Observations: When running a sample URL through the structured data tool it did not flag any errors, but this is because no structured data was found.
|Recommendations: I would recommend discussing the initial implementation with the development team / Tag Manager and adding structured data, e.g. for the Organisation as well as more localised information for stores in certain cities etc.|
Why is this important? Properly implemented rich snippets on a website can help search engines further semantically understand the content of a given page, they can also show up in the search engine results pages when users are searching which can further encourage them to click through to your website.
When a business has multiple physical locations it is important to geo target your businesses to ensure that when a user in the local area is performing a search for a service or product that your business offers you would show up in the given area. The local listings usually show the business name along with the physical address and contact details. For mobile users this is key information as they can easily navigate to your business or give you a call directly from the SERPs.
Due to tools restrictions I am unable to see the whole picture when looking at the backlink profile, I have listed below some findings with the data that I can access.
Observations: From an initial scan over the anchor text (from the data that I can see), it looks to be a good mixture of variations of branded anchor text. I have put an image below of the top 20 anchor text for reference:
As you can see, there are no immediate threats in this list above, although there are some that we would like to take a deeper look at e.g. “299”, 63282.jacamo.co.uk” etc to ensure nothing is too spammy.
On the whole, the anchor text that is used is largely brand / product specific, although there are a couple more that refer to wallpaper downloads e.g. “get free high quality hd wallpapers hairstyle cuts for men” that we would usually disavow.
The threats are more from the lower quality directories that are currently linking to the site.
Observations: A large portion of the historic links are from the website thefashionexaminer.wordpress.com – these all appear ok and this website does appear to have topical relevance. The link text that is used here is “jacamo mensware online”.

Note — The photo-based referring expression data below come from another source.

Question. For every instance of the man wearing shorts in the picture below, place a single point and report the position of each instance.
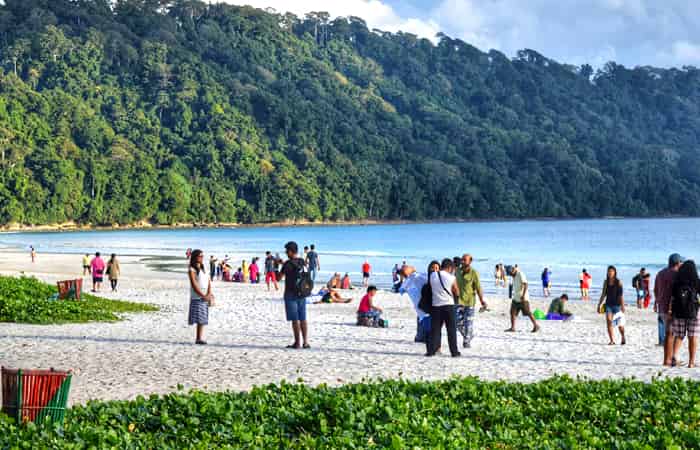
(294, 307)
(521, 300)
(270, 273)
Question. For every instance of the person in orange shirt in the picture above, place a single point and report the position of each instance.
(365, 273)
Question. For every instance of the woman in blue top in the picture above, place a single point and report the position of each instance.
(546, 283)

There also appears to be links from coupon websites, these do link to the homepage for the most part, I would also assume because it is a coupon code that the deals will expire at some point so very little value is passed on, meaning these links should not pose much of a threat.
It looks like from the data I can see the recently acquired links are more varied in link type and depth.
As you can see from the below image, it appears as though the majority of the domains linking to the website are from reputable domains.
Observations: There are some backlinks that have become broken, this means the link either redirects to a destination that redirects to a broken page (404) or the target page 404s without it being redirected first.
When this happens, the link equity and authority is lost.
Here you can see the links that are broken: https://drive.google.com/file/d/1gkzyiBjiACaaNTxuTCofp1NJAQoFDHsq/view?usp=sharing
This spreadsheet also allows us to see the number of links and domains that are linking to these URLs and therefore the amount of potential equity loss.
|Recommendations: At this stage, I would usually conduct a deeper analysis if time and tools allow. I would do this to check the overall back health of the profile and take necessary action to redirect / update links and disavow those that could pose problems.|
Why is this Important? If the link profile isn’t cleared up, and good quality links are acquired there is a risk of the website being hit by algorithm updates or even having a manual action put against it. In this instance I would recommend a full link audit and clean up.
Having completed this audit, I’ve identified some areas that Jacamo could look to improve and if I were working on their website this would give us a starting point. However, as mentioned at the start of this audit, there will likely be factors at play that we are unaware of that have led to the current website set up.